In a pilot run of the program, she found that composting in even just one dining center could potentially keep 500 lbs. of organic waste out of landfills each week, helping not only the environment, but EIU's waste-hauling budget as well. As an added bonus, the composted material would be used for landscaping.
Pescitelli's inspiration was a similar program at Humboldt State University in Northern California, where she was enrolled for a semester as part of the National Student Exchange. In addition to recycling bins often seen elsewhere, the HSU campus had receptacles for items that could be composted.
"It just makes so much sense to collect organic waste like you would items for recycling," Pescitelli said. "I wanted to bring some of the energy and inspiration back to my home school."
Pescitelli, a Presidential Honors student, is no stranger to making a difference. She has been involved in fair trade and social justice activism via several service organizations, including the Newman Center's Haiti Connection.
She is also no stranger to the topic of biodegradation. One of her research projects, about the use of paper waste in cultivating mushrooms, was funded by a $3,000 grant from the Honors College.
So when she returned to EIU with the idea for a compost program, she secured an internship with EIU's Office of Energy and Sustainability and put her enthusiasm and knowledge to work.

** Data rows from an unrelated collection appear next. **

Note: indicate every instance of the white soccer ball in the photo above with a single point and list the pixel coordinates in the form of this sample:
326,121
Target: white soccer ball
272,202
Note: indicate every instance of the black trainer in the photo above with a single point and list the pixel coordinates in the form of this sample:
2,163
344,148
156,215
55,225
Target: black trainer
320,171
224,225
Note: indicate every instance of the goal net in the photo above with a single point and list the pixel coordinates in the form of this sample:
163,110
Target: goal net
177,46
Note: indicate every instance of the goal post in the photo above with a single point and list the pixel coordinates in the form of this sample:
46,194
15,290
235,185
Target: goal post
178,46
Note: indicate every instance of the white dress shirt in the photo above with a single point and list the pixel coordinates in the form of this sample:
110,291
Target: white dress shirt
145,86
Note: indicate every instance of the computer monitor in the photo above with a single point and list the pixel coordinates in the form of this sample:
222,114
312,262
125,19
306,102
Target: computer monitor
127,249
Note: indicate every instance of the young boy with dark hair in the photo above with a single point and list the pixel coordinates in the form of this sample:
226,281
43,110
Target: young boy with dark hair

In the Thomas Dining Center, the location of the pilot study, most of the composted items came from the salad bar preparation area. Paper towels were also included, as the carbon they contain helps to balance out the nitrogen-rich vegetables. Prohibited items include dairy, oil and meat products, as they would attract pests.

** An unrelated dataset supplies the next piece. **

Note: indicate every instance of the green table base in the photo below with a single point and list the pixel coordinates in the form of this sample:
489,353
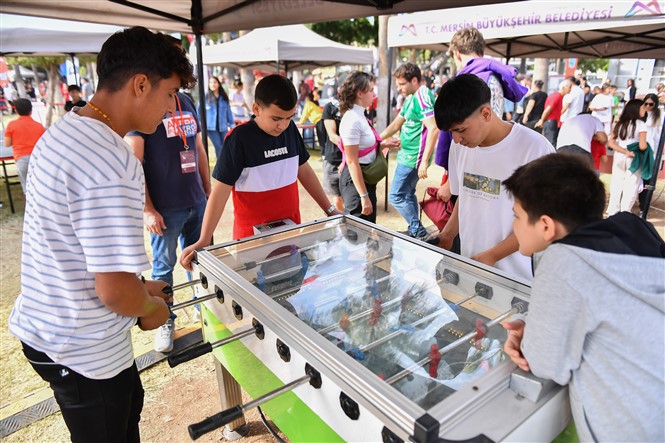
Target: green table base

Pescitelli lauded the staff -- "the actual ones doing the work" -- for enthusiastically participating in the project and taking ownership in it.
Salad bar cook Mary Collins, who has been composting in her yard for about 30 years, said she was "very, very excited about" the program. The project doesn't require a lot of extra work by the staff, she said.

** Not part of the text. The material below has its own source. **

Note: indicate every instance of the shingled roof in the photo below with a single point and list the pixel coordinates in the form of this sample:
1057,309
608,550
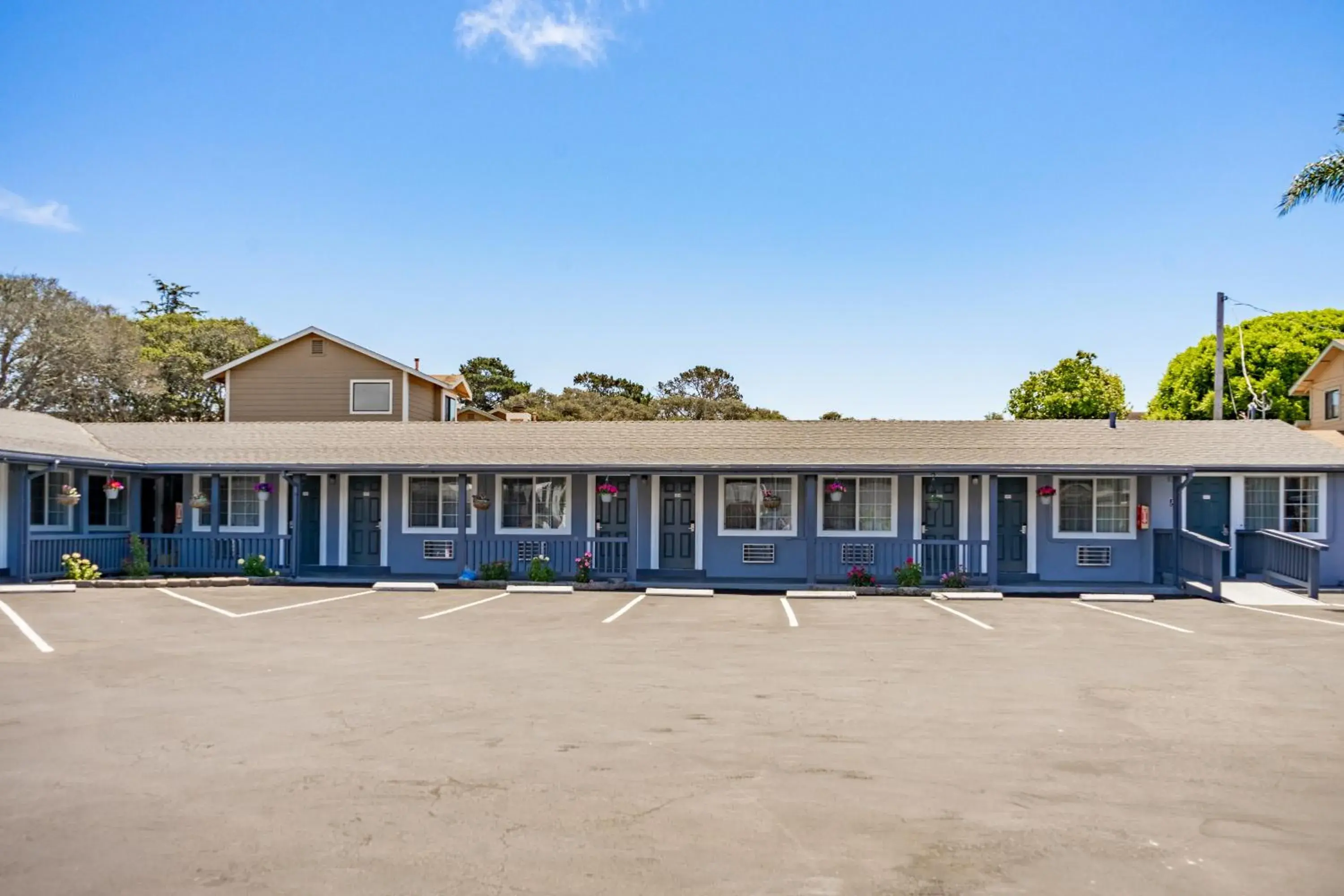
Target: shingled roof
666,445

"It's just a matter of putting something in a compost bin instead of putting it in a garbage can," Collins said. "Everybody's very happy about it, because we don't like to waste anything. This is just another step in the university's commitment to being environmentally friendly."
Ryan Siegel, EIU's energy and sustainability coordinator, agreed.
"It's a great step forward to allow us to do more for our environment and send less to a landfill," Siegel said. "If it works out that the system is cost-effective, it will bring us one step closer to the president's goal of recycling or diverting 1.6 million pounds of material per year from the university."
Although Pescitelli is already busy working on designing a composting bin and finding a location for it before she graduates with a degree in environmental biology, she still has one more project she'd like to tackle before leaving campus: the planning of a campus community garden.
In recent years, various people on campus have discussed the possibility of such a garden, and one of Pescitelli's goals is to bring those people together to make that dream a reality.
"A campus garden would offer the opportunity for students to learn how to grow their own food and make connections between food systems, health and sustainability," she said.
After graduating in May, Pescitelli will begin an internship with Troy Gardens, which includes community gardens, an organic farm, and restored prairie and woodlands in Madison, Wisc. The following year, she hopes to pursue a doctorate and eventually engage in a career focusing on sustainable living.
"I tell people that my dream job would be to do mushroom cultivation in Haiti," Pescitelli said. "That is close to my heart."